Is hyper-Calvinism outside of the Baptist Faith and Message? Yes, and it should be. Hyper-Calvinism is the idea that the gospel should not be offered freely to all people. This doctrine is not within the bounds of our confession. Let me say this clearly: Calvinism is not the same thing as hyper-Calvinism. Any person who says the two are the same is either ignorant or lying. And this leads to my last point.
Third, we need to be people of integrity. The Baptist Faith and Message is not enough. It is important. But for our confession to work, we need people of integrity to uphold it. This means that professors in colleges and seminaries should only sign a confession if they believe it and plan to teach in accordance with it. It also means that administrators in colleges and seminaries should enforce policies that are in line with the confession they claim to uphold.
The problem at Louisiana College is not a lack of integrity in the professors who are leaving. I have worked hand in hand with these colleagues for the past three years. They are not sinless, but they are people of integrity. The problem at Louisiana College is a remarkable lack of integrity among the leadership of the college and the leadership of Louisiana Baptist Convention. And I think this lack of integrity is rooted in something deeper I have observed in the Southern Baptist Convention—a culture of flattery and glad-handing and even outright lying for the sake of personal or political gain. I love the Southern Baptist heart for evangelism and revival. But revival needs to start at home. We need to pray that God would grant us repentance of sin and faith in his Son, that he would pour out his Spirit and give us integrity. And we need to beware of the spread of the hypocrisy that is in our midst (see Luke 12:1–3).
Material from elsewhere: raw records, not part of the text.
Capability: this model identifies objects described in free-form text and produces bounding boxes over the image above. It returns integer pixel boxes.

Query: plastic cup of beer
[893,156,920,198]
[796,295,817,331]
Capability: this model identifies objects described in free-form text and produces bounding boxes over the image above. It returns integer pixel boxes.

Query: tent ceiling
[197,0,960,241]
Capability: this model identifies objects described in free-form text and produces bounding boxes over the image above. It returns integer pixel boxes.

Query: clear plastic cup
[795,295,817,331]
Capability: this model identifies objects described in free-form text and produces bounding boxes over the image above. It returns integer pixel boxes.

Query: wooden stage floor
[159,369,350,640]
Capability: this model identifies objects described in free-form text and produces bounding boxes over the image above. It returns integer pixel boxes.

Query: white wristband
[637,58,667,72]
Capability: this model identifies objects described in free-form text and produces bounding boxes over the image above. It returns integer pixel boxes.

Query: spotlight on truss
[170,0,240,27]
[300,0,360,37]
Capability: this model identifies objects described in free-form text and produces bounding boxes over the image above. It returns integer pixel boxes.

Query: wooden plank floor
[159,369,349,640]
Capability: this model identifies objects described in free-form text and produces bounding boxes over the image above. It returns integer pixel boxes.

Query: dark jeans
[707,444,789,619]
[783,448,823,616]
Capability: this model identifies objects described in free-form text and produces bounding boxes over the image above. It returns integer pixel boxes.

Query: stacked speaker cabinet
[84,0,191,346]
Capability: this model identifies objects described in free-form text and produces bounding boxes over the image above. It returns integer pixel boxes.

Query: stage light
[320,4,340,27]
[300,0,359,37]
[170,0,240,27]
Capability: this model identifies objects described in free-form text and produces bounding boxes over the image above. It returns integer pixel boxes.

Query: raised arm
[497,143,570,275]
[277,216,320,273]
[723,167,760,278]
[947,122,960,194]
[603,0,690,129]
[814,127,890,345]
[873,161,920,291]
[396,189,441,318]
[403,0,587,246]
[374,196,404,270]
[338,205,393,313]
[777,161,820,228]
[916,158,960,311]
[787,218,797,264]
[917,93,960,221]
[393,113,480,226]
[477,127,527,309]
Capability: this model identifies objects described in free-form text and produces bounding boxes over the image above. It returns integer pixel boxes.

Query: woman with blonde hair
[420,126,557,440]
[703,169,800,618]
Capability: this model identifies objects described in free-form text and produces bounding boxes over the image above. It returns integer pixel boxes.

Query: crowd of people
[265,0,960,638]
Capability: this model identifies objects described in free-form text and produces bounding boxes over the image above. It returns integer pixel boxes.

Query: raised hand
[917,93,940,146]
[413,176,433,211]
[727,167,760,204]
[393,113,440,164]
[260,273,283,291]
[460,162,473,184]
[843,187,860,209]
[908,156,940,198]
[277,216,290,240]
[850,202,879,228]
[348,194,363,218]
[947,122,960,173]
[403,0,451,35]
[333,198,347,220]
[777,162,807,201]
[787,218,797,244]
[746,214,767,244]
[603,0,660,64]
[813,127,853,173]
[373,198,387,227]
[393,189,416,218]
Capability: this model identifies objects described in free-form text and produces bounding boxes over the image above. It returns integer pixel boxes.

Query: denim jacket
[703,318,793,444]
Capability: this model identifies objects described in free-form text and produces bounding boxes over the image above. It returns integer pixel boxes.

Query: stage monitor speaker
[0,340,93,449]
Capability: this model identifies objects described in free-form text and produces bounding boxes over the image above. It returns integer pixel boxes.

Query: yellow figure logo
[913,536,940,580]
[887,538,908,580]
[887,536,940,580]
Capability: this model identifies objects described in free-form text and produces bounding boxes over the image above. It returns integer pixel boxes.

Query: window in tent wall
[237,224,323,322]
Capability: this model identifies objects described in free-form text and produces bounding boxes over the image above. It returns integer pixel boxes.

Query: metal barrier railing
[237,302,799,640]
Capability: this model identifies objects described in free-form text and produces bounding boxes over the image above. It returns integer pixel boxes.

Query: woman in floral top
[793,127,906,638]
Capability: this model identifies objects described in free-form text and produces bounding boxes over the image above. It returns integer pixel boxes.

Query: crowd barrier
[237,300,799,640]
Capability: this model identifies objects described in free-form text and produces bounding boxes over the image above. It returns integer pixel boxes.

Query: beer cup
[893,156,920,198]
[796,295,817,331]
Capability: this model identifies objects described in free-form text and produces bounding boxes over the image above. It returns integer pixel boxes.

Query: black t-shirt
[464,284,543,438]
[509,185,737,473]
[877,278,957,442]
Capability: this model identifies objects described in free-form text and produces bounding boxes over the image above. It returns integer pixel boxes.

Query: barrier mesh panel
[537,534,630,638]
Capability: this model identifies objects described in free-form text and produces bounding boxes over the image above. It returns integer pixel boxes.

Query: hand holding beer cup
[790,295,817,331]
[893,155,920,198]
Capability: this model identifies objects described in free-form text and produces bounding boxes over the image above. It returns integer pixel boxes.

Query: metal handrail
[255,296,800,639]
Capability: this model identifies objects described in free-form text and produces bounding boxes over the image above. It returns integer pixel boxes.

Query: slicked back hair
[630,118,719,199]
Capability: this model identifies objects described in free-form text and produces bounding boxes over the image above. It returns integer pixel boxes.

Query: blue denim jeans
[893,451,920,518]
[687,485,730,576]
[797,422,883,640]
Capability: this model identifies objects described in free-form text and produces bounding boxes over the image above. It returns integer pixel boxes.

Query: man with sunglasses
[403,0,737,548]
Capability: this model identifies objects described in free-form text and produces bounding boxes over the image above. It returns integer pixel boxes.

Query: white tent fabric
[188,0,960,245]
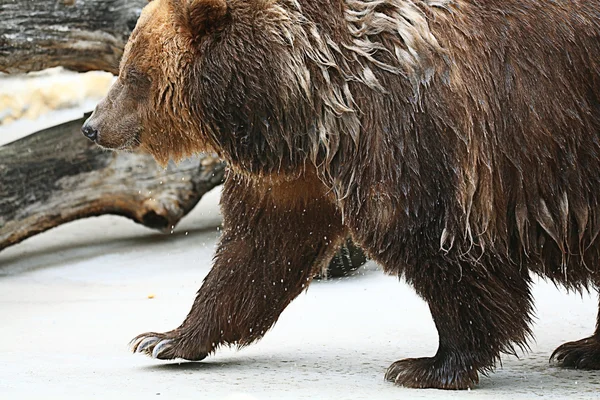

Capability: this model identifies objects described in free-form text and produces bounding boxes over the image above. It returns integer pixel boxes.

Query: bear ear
[184,0,228,39]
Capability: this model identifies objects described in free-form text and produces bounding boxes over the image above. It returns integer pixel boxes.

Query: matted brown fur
[86,0,600,389]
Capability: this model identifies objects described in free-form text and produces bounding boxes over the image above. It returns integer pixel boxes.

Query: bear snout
[81,119,98,142]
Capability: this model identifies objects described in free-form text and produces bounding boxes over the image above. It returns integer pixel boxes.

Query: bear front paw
[385,357,479,390]
[550,336,600,369]
[130,332,208,361]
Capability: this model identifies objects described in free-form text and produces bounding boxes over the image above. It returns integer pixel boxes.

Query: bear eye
[125,69,150,87]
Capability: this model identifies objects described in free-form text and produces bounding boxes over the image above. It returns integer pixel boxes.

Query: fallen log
[0,0,365,276]
[0,0,147,75]
[0,118,225,250]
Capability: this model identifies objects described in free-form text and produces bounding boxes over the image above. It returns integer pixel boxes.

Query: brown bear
[83,0,600,389]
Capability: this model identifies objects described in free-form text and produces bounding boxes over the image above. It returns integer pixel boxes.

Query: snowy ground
[0,74,600,400]
[0,191,600,399]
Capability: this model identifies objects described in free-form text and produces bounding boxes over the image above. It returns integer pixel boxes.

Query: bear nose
[81,123,98,142]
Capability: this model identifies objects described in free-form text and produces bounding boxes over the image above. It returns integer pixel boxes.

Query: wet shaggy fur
[82,0,600,389]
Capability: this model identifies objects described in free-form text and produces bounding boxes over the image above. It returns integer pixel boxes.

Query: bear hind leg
[385,261,532,389]
[550,294,600,370]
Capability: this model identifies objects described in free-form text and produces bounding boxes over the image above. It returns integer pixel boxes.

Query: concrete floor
[0,191,600,400]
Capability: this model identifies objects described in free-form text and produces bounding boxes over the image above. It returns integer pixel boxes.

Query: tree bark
[0,0,365,276]
[0,118,225,250]
[0,0,147,75]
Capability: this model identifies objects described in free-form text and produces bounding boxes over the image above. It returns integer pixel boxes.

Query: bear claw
[550,336,600,370]
[385,358,479,390]
[130,333,208,361]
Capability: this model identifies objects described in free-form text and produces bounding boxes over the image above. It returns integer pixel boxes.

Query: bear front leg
[132,173,346,360]
[386,261,532,389]
[550,294,600,369]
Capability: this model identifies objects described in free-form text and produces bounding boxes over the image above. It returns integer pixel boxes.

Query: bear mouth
[96,130,141,152]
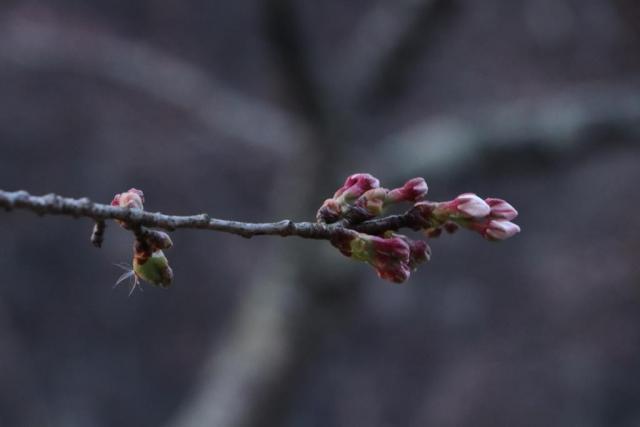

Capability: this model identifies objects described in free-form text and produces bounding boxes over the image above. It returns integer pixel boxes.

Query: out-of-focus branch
[340,0,455,106]
[0,13,308,156]
[0,190,424,244]
[263,0,326,125]
[367,81,640,178]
Let me close with a historical perspective from the Northern Baptist Convention. Conservative Baptists in the North fought against those who denied first level doctrines. But they lost, and they separated from the convention. Unfortunately, many of them didn’t stop separating. After fighting the battles over first level doctrines, they kept dividing and dividing, many times over doctrines that were really matters of indifference.
And this is what some who opposed the conservative resurgence in the Southern Baptist Convention prophesied would happen. They said in effect that if you cause divisions over first level doctrines, then the divisions will never stop. This prophecy is beginning to come true. I hope you will see that the situation at Louisiana College didn’t have to happen, and it doesn’t have to happen in the future.
Let’s be clear about first level doctrines—let’s make divisions when Scripture calls us to do so. But when we have theological differences that fall under the umbrella of our confession, let’s agree to disagree, and go on working together for the spread of the gospel and the glory of God.